Block partition structure is a critical module in video coding scheme to achieve significant gap of compression performance. Under the exploration of the future video coding standard, named Versatile Video Coding (VVC), a new Quad Tree Binary Tree (QTBT) block partition structure has been introduced. In addition to the QT block partitioning defined in High Efficiency Video Coding (HEVC) standard, new horizontal and vertical BT partitions are enabled, which drastically increases the encoding time compared to HEVC. In this paper, we propose a lightweight and tunable QTBT partitioning scheme based on a Machine Learning (ML) approach. The proposed solution uses Random Forest classifiers to determine for each coding block the most probable partition modes. To minimize the encoding loss induced by misclassification, risk intervals for classifier decisions are introduced in the proposed solution. By varying the size of risk intervals, tunable trade-off between encoding complexity reduction and coding loss is achieved. The proposed solution implemented in the JEM-7.0 software offers encoding complexity reductions ranging from 30average for only 0.7% to 3.0% Bjxntegaard Delta Rate (BDBR) increase in Random Access (RA) coding configuration, with very slight overhead induced by Random Forest.
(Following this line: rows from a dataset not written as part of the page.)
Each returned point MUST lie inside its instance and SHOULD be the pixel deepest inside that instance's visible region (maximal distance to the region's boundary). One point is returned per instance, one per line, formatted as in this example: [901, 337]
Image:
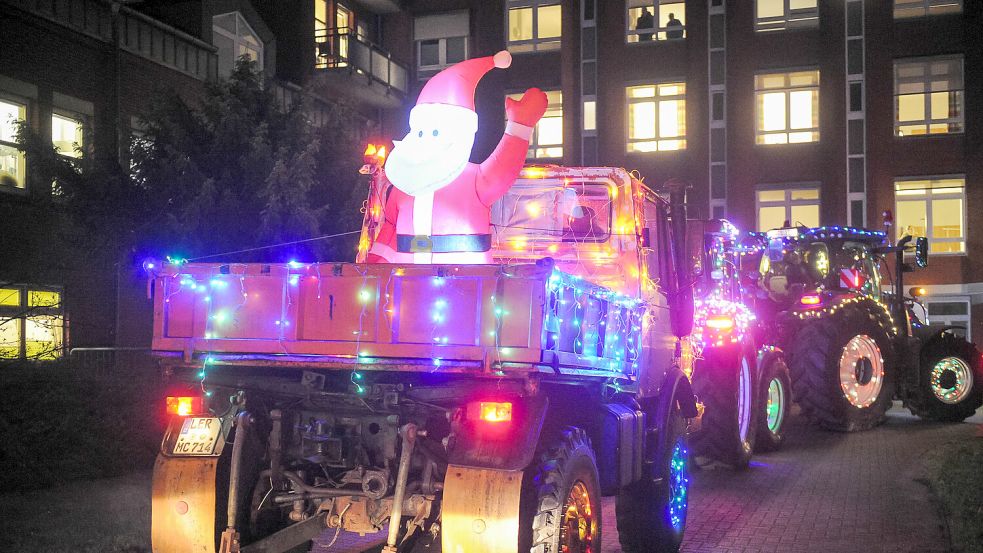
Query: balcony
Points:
[349, 65]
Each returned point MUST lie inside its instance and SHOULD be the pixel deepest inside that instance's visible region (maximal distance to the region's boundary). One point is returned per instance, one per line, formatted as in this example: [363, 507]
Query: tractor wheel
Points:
[723, 381]
[651, 513]
[950, 389]
[839, 368]
[564, 498]
[774, 402]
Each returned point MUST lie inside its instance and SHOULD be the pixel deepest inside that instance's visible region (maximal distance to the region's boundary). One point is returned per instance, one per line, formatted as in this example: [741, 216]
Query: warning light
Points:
[810, 299]
[183, 406]
[490, 411]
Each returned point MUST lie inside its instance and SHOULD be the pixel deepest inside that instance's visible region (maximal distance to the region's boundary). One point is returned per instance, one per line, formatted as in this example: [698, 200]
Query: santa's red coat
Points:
[460, 207]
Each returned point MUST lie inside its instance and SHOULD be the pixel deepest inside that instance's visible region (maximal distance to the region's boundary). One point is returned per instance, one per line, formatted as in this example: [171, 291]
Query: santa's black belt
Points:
[445, 243]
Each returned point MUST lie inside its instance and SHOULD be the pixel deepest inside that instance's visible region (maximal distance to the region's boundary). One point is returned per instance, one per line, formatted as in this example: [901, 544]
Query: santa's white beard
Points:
[424, 165]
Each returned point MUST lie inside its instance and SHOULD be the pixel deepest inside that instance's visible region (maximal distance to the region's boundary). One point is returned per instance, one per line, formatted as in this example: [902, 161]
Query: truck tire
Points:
[840, 368]
[949, 386]
[651, 513]
[774, 403]
[723, 380]
[565, 496]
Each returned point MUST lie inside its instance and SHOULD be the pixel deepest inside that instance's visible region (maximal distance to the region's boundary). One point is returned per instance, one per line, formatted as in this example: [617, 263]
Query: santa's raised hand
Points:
[439, 208]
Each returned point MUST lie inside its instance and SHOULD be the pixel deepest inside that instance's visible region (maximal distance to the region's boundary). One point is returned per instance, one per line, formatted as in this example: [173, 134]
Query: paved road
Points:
[824, 492]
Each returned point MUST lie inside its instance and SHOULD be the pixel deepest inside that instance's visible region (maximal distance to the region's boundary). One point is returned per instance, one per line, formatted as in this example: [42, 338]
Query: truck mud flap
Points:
[183, 505]
[480, 510]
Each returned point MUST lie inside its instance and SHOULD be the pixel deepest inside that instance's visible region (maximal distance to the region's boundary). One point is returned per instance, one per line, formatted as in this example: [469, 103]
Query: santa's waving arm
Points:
[500, 170]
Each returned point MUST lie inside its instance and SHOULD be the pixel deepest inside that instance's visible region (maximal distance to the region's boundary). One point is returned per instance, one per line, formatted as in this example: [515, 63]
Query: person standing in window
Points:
[645, 21]
[674, 27]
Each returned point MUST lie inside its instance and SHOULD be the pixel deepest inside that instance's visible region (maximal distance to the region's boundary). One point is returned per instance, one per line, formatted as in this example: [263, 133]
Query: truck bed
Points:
[482, 319]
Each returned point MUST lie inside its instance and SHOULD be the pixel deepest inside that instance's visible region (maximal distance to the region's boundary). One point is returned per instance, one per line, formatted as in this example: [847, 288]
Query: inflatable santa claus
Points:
[438, 209]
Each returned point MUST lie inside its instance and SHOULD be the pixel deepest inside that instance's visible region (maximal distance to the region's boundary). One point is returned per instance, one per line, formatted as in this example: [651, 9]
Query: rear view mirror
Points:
[921, 251]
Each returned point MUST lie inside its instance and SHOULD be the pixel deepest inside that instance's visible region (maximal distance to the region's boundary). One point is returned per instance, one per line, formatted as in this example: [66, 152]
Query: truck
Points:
[739, 377]
[854, 343]
[465, 408]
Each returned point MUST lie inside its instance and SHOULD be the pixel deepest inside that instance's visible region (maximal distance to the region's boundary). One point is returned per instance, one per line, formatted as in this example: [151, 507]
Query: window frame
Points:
[21, 313]
[536, 43]
[928, 198]
[786, 19]
[926, 80]
[237, 39]
[657, 30]
[534, 144]
[788, 203]
[926, 6]
[26, 103]
[656, 99]
[441, 54]
[786, 90]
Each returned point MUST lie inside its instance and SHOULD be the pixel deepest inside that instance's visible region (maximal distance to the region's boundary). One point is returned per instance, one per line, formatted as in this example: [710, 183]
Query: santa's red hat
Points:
[455, 85]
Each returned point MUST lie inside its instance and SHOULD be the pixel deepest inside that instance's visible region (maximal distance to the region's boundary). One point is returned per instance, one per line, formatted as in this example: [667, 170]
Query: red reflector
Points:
[183, 406]
[490, 411]
[720, 322]
[811, 299]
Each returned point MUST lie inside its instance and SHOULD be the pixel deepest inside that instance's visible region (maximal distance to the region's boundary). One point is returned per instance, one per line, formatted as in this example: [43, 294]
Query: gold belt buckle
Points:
[421, 243]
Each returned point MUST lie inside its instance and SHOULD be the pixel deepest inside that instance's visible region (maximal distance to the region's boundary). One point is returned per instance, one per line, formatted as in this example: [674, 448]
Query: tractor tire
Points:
[840, 368]
[723, 380]
[563, 498]
[949, 384]
[651, 513]
[774, 403]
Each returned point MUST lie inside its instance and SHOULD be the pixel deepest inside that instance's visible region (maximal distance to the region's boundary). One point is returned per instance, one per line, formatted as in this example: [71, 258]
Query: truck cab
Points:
[374, 398]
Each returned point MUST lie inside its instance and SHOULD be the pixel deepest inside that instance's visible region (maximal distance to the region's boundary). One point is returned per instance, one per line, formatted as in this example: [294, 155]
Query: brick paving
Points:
[823, 492]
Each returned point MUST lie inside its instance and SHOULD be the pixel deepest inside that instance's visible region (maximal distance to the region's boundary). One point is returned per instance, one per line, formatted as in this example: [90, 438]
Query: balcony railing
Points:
[343, 48]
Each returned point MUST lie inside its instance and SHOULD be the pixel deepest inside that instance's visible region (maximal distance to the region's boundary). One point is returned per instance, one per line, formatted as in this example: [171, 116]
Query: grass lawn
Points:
[956, 475]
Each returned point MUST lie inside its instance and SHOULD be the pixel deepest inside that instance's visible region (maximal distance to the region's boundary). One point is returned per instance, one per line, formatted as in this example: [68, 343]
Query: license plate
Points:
[198, 436]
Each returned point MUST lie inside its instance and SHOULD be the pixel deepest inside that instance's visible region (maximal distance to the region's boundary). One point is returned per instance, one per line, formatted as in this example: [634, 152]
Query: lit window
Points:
[234, 38]
[533, 25]
[918, 8]
[779, 15]
[31, 323]
[441, 40]
[66, 135]
[656, 20]
[797, 206]
[657, 117]
[933, 207]
[546, 141]
[928, 96]
[11, 157]
[787, 106]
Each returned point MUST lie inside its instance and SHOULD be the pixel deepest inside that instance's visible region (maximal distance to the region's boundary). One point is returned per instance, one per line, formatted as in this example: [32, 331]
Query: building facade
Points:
[819, 112]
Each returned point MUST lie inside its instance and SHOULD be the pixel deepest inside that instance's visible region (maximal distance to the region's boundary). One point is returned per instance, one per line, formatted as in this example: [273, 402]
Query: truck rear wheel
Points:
[949, 387]
[566, 497]
[723, 381]
[840, 373]
[774, 402]
[651, 513]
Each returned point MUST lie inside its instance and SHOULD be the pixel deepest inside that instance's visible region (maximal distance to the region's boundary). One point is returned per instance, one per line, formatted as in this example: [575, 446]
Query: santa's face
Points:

The proposed solution based on Random Forest classifiers is also efficient to reduce the complexity of the Multi-Type Tree (MTT) partitioning scheme under the VTM-5.0 software, with complexity reductions ranging from 25% to 61% in average for only 0.4% to 2.2% BD-BR increase.

查看原文

微信好友朋友圈 QQ好友复制链接

本刊更多论文

基于轻量级机器学习的可调 VVC 帧分区。

块分割结构是视频编码方案中的一个关键模块，它能使压缩性能达到明显的差距。在对未来视频编码标准--多功能视频编码（VVC）--的探索中，引入了一种新的四叉树二叉树（QTBT）块分割结构。除了在高效视频编码（HEVC）标准中定义的 QT 块分区外，还启用了新的水平和垂直 BT 分区，这与 HEVC 相比大大增加了编码时间。在本文中，我们提出了一种基于机器学习 (ML) 方法的轻量级可调 QTBT 分区方案。建议的解决方案使用随机森林分类器为每个编码块确定最可能的分区模式。为了尽量减少错误分类造成的编码损失，建议的解决方案中引入了分类器决策的风险区间。通过改变风险区间的大小，可在降低编码复杂度和编码损失之间实现可调整的权衡。在 JEM-7.0 软件中实施的拟议解决方案在随机存取（RA）编码配置中仅增加了 0.7% 到 3.0% 的 Bjxntegaard Delta Rate (BDBR)，编码复杂度平均降低了 30%，而随机森林造成的开销非常小。在 VTM-5.0 软件下，基于随机森林分类器的拟议解决方案还能有效降低多类型树（MTT）分区方案的复杂度，在 BD-BR 仅增加 0.4% 至 2.2% 的情况下，复杂度平均降低 25% 至 61%。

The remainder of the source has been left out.